# Beer Making Question



## djrockinsteve (Mar 19, 2010)

I am going to help my son-in-law make some beer in a couple of months. Is there enough on this forum to explain to me how to or is there another forum better suited for that?

Not only do I not drink beer I know nothing about making it however I'm told it's not to far from wine.


----------



## Wade E (Mar 19, 2010)

We absolutely can help you through it, its not hard at all. what do you plan on making and what size pot do you have to brew in? There are no boil kits and they aret that bad but boil kits are better and all grain is the best but thats a little rough to start with and requires equipment and a full day!


----------



## TheTooth (Mar 20, 2010)

I'm sure we can help you out.

A good online resource to check out to familiarize yourself with the process is:
http://www.howtobrew.com/


----------



## djrockinsteve (Mar 20, 2010)

For Christmas I bought my son-in-law a beer kit. I'll get the name of the kit today and let you know.

I want to get the directions and familiarize myself with it.

Thanks for the help.


----------



## Wade E (Mar 20, 2010)

I really hope its not a Mr. Neer kit!!!!!!!!!!


----------



## djrockinsteve (Mar 20, 2010)

Wade E said:


> I really hope its not a Mr. Neer kit!!!!!!!!!!



I bought a cheap kit. Figured if he/we screw it up not a big deal.

I bought a Brewer's Best American Light and I'll see about getting the directions this or next week.

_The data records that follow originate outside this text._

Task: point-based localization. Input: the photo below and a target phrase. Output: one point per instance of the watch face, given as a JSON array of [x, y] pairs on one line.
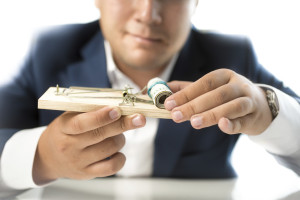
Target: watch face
[[273, 102]]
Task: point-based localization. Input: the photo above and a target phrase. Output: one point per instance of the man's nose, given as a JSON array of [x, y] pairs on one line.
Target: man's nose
[[149, 11]]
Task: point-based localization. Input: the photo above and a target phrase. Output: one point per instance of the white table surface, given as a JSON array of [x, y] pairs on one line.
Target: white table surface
[[287, 188], [260, 178]]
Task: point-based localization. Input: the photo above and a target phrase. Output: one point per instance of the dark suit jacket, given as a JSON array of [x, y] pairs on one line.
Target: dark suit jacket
[[74, 55]]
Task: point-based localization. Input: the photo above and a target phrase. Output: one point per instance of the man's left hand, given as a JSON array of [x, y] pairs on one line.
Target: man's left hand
[[221, 97]]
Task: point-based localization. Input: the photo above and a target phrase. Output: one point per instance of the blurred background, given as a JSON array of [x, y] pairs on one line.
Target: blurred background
[[272, 26]]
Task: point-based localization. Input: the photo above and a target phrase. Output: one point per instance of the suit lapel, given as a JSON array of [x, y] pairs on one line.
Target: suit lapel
[[171, 137]]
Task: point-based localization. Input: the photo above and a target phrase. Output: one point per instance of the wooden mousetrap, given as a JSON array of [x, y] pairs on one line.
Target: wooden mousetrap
[[85, 99]]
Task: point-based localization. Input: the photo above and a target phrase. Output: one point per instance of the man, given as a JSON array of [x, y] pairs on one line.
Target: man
[[138, 40]]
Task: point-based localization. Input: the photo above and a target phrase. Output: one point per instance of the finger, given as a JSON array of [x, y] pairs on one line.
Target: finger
[[80, 123], [207, 101], [234, 109], [125, 123], [234, 126], [176, 86], [102, 150], [106, 167], [205, 84]]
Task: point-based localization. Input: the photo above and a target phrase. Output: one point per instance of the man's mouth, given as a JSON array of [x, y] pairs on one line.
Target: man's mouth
[[145, 39]]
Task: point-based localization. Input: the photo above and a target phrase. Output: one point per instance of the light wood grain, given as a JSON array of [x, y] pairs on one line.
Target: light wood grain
[[93, 101]]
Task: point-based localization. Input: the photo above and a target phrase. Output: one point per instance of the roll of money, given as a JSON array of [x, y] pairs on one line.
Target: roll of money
[[158, 91]]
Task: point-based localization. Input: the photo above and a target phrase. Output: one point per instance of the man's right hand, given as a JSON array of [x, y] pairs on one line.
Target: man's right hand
[[83, 145]]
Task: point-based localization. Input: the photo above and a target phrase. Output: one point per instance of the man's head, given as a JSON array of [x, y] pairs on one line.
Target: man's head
[[145, 34]]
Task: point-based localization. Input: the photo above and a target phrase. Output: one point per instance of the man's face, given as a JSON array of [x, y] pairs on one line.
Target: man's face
[[145, 34]]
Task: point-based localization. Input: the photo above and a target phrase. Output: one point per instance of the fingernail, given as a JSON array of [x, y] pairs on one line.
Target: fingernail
[[113, 114], [177, 115], [137, 121], [169, 105], [197, 122]]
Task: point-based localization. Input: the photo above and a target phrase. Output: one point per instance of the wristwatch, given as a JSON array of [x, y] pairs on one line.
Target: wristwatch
[[272, 101]]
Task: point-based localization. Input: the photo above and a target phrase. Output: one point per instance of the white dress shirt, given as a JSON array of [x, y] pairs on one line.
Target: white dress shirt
[[280, 138]]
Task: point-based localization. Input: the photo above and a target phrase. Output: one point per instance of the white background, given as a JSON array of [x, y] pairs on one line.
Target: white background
[[272, 26]]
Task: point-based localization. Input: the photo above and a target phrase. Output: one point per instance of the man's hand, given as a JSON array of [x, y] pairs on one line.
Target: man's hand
[[221, 97], [83, 145]]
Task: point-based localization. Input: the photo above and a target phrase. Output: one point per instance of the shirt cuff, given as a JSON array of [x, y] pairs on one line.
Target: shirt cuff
[[18, 157], [282, 136]]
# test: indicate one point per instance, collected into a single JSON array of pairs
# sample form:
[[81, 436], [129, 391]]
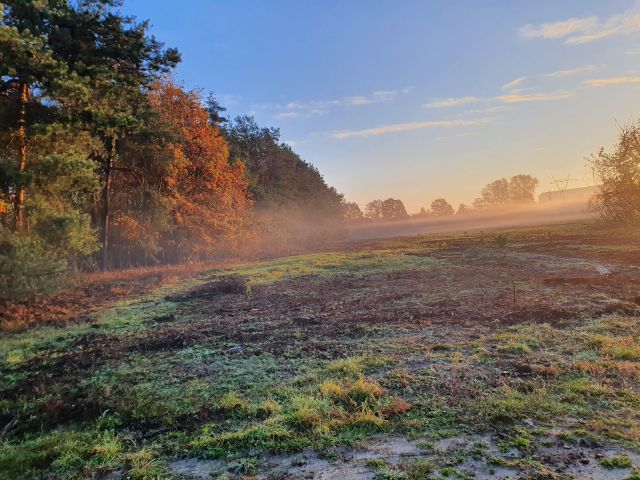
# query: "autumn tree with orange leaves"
[[182, 199]]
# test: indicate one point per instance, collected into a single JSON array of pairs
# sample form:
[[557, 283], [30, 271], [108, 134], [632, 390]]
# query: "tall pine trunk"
[[18, 206], [106, 204]]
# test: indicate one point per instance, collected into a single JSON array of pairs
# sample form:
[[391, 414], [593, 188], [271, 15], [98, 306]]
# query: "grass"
[[94, 398]]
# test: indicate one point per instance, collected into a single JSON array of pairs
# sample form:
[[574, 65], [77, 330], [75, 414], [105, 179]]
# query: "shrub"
[[27, 268], [502, 239]]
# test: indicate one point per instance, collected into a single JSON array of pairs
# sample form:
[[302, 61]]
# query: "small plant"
[[502, 239], [616, 461], [376, 463]]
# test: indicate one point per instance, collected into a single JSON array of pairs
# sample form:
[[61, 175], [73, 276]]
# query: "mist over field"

Glad I have help and support here. Jim's excited (and my step-daughter) about making their own beer.


----------



## Wade E (Mar 20, 2010)

Brewers best is a very good kit. The instructions are pretty good with these kits but we'll help you through anything you need clrifying on. Ive brewed a few of these kits and if I didnt have all the brewing equipment I do now I;d make more of these but after spending all this time and money building or buying all this equipment its much cheaper to make it using only grains instead of the dried malt extract or liquid malt extract. All Grain (AG) makes a better beer anyway but its a lot more work and you need much more equpiment so as not to struggle doing it. Youll be happy with this beer.


----------



## arcticsid (Mar 20, 2010)

My neighbor just started making his own beer. I don't recall the kits hes been using, they come from the Northern Brewer catalog. A 5 gallon kit is like 20 dollars-ish. It includes the syrup, yeast and other additives needed. These kits don't even require addiioanal sugar.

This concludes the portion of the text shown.